US Launches Airstrike in Somalia as US-Backed Government Claims Major Al-Shabaab Casualties

The Somali Defense Ministry claimed that 54 al-Shabaab fighters were killed in six recent airstrikes

US Africa Command said in a press release on Thursday that its forces launched an airstrike in southern Somalia on April 15, the same day the US-backed Somali government announced major attacks against al-Shabaab that it said involved airstrikes supported by “international partners.”

As usual, AFRICOM offered barely any details on the strike, saying only that it targeted al-Shabaab about 46 miles northwest of the southern port city of Kismayo, which puts the attack in Lower Juba, Somalia’s southernmost region.

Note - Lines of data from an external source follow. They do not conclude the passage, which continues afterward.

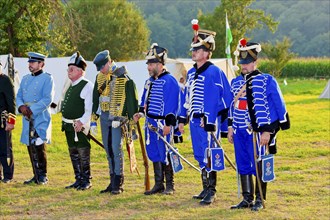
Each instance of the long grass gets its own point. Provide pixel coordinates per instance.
(301, 189)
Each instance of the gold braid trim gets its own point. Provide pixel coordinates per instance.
(117, 100)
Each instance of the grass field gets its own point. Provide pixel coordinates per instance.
(301, 189)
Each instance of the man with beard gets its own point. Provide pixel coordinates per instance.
(7, 124)
(257, 109)
(76, 113)
(162, 102)
(206, 104)
(34, 97)
(115, 102)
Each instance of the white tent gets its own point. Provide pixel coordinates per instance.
(137, 70)
(326, 92)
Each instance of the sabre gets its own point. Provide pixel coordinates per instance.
(227, 158)
(94, 138)
(257, 168)
(145, 158)
(32, 145)
(154, 129)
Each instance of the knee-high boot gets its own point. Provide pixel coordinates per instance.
(169, 179)
(258, 203)
(7, 163)
(203, 193)
(110, 186)
(117, 186)
(33, 159)
(247, 191)
(42, 164)
(85, 168)
(74, 155)
(159, 179)
(211, 189)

The Somali Defense Ministry said in an April 15 press release that its forces conducted “airstrike operations” against al-Shabaab in Lower Juba and also in the regions of Bay, Hiraan, and Lower Shabelle. The ministry said that a total of six airstrikes supported by “international partners” were launched.

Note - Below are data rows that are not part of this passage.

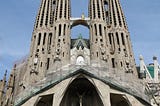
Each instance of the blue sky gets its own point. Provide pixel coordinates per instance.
(17, 19)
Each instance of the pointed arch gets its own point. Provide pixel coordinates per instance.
(81, 92)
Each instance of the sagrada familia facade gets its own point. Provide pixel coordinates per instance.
(99, 71)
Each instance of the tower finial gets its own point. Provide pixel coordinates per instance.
(82, 16)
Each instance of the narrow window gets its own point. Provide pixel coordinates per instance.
(50, 38)
(100, 30)
(48, 61)
(95, 29)
(122, 35)
(106, 5)
(117, 38)
(44, 39)
(64, 29)
(113, 63)
(121, 64)
(39, 38)
(59, 29)
(110, 38)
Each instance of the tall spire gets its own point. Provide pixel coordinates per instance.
(2, 87)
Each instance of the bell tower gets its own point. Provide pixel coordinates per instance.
(50, 39)
(110, 39)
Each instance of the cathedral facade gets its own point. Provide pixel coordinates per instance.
(61, 71)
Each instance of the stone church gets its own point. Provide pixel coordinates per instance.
(62, 71)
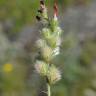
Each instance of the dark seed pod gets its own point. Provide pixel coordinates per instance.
(38, 18)
(42, 2)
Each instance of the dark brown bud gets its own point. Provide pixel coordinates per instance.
(42, 2)
(38, 18)
(40, 11)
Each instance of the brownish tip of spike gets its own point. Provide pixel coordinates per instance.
(55, 9)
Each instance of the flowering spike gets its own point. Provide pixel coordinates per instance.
(55, 10)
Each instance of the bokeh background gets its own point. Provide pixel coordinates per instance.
(19, 30)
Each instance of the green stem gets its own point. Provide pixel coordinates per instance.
(48, 89)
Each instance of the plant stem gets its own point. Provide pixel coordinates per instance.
(48, 89)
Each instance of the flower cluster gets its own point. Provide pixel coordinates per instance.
(48, 44)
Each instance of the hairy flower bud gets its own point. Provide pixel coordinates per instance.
(47, 53)
(41, 68)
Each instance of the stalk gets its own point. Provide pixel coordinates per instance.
(48, 89)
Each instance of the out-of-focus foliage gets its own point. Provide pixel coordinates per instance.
(77, 61)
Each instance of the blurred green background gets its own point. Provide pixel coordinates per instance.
(19, 30)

US-backed Danab fighters in Somalia (US military photo)

“The airstrikes killed 54 Al-Shabaab militants and wounded several others. They also successfully targeted supply stockpiles, significantly weakening the group’s logistical capacity, mobility, and ability to organize attacks against Somali civilians,” the ministry claimed.

The numbers are not confirmed, and the US-backed government has an interest in inflating al-Shabaab casualties and has a history of hiding civilian casualties.

So far, the US has only acknowledged one airstrike in Lower Juba, and it remains unclear if it also conducted the airstrikes in the other regions. The Somali military could have received air support from Turkey, which has deployed Bayraktar TB2 drones and F-16s to Somalia.

The US airstrike brings the total number of US bombings in Somalia this year to at least 55, as the Trump administration continues the record-breaking bombing campaign with virtually no media coverage. Besides the attacks on al-Shabaab, the US has also been bombing an ISIS affiliate in Somalia’s northeastern Puntland region.

President Trump has overseen a dramatic escalation of the US air war, launching 124 airstrikes in Somalia in 2025, nearly double the previous annual record, which he set at 63 during his first term in 2019.

The US has been involved in Somalia for decades and has been fighting al-Shabaab since the George W. Bush administration backed an Ethiopian invasion in 2006 that ousted the Islamic Courts Union, a Muslim coalition that briefly held power in Mogadishu after taking the city from CIA-backed warlords.

Al-Shabaab was the radical offshoot of the Islamic Courts Union, and its first recorded attack was a suicide bombing in 2007 that targeted Ethiopian troops occupying Mogadishu. It wasn’t until 2012 that the group pledged loyalty to al-Qaeda. The ISIS affiliate in Puntland started as an offshoot of al-Shabaab and first emerged in 2015.